Böyle kimselerin ahiretin varlığını kabulden ibaret bu imanlarının onlara bir fayda vermeyeceğinden korkulur. Çünkü iman sadece, “doğru” demekten ibaret bir aklî kanaat değildir. İmanın asıl mahalli kalbdir ve kalbde Allah sevgisi ve korkusunu barındıran bir nurdur. Bu nur kalbden uçtuktan sonra aklen “elbette var” demenin bir faydası olmaz.
Yukarıda bahsettiğimiz iki farklı kabulün nasıl ayırt edileceğini Üstad Bediüzzaman Hazretleri şöyle anlatır:
“İnkâr etmemek başkadır, iman etmek bütün bütün başkadır.
Evet, kâinatta hiçbir zîşuur (şuur sahibi), kâinatın bütün eczası (parçaları) kadar şahidleri bulunan Hâlık-ı Zülcelal'i (yüce yaratıcıyı) inkâr edemez. Etse, bütün kâinat onu tekzib edeceği (yalanlayacağı) için susar, lâkayd kalır.
Fakat ona iman etmek: Kur'an-ı Azîmüşşan'ın ders verdiği gibi, o Hâlık'ı (yaratıcıyı) sıfatları ile, isimleri ile umum kâinatın şehadetine (şahidliğine) istinaden (dayanarak) kalben tasdik etmek ve elçileriyle gönderdiği emirleri tanımak; ve günah ve emre muhalefet ettiği vakit, kalben tövbe ve nedamet (pişmanlık) etmek iledir.
Yoksa, büyük günahları serbest işleyip istiğfar etmemek ve aldırmamak, o imandan hissesi olmadığına delildir.” (Emirdağ Lahikası)

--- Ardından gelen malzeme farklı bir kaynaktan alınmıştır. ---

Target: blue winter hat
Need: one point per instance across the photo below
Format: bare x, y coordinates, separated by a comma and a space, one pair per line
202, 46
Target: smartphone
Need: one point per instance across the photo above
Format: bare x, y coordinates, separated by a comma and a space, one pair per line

Ömrü fısk üzere giden bazı insanların, “günahlarım kadar yanarım sonra cennete girerim” düşüncesi Şeytan’ın bir hilesidir. Çünkü bu gibi insanların çok yüksek ihtimalle imansız olarak kabre girip ebedi cehennemlik olduklarını çok büyük zatlar haber vermişlerdir. Sözler Mecmuasında bu hakikati Üstad şöyle anlatmıştır:
“Fısk ve sefahet yolu ise (günahlar ve isyanlar üzere yaşanan bir hayat); -hattâ fâsıkın itirafıyla dahi- menfaatsız olduğu halde, ondan dokuz (%90) ihtimal ile şekavet-i ebediye helâketi (ebedi cehennem azabı) bulunduğu; icma ve tevatür derecesinde hadsiz ehl-i ihtisasın ve müşahedenin şehadetiyle sabittir. Ve ehl-i zevkin ve keşfin ihbaratıyla muhakkaktır.” (3. Söz)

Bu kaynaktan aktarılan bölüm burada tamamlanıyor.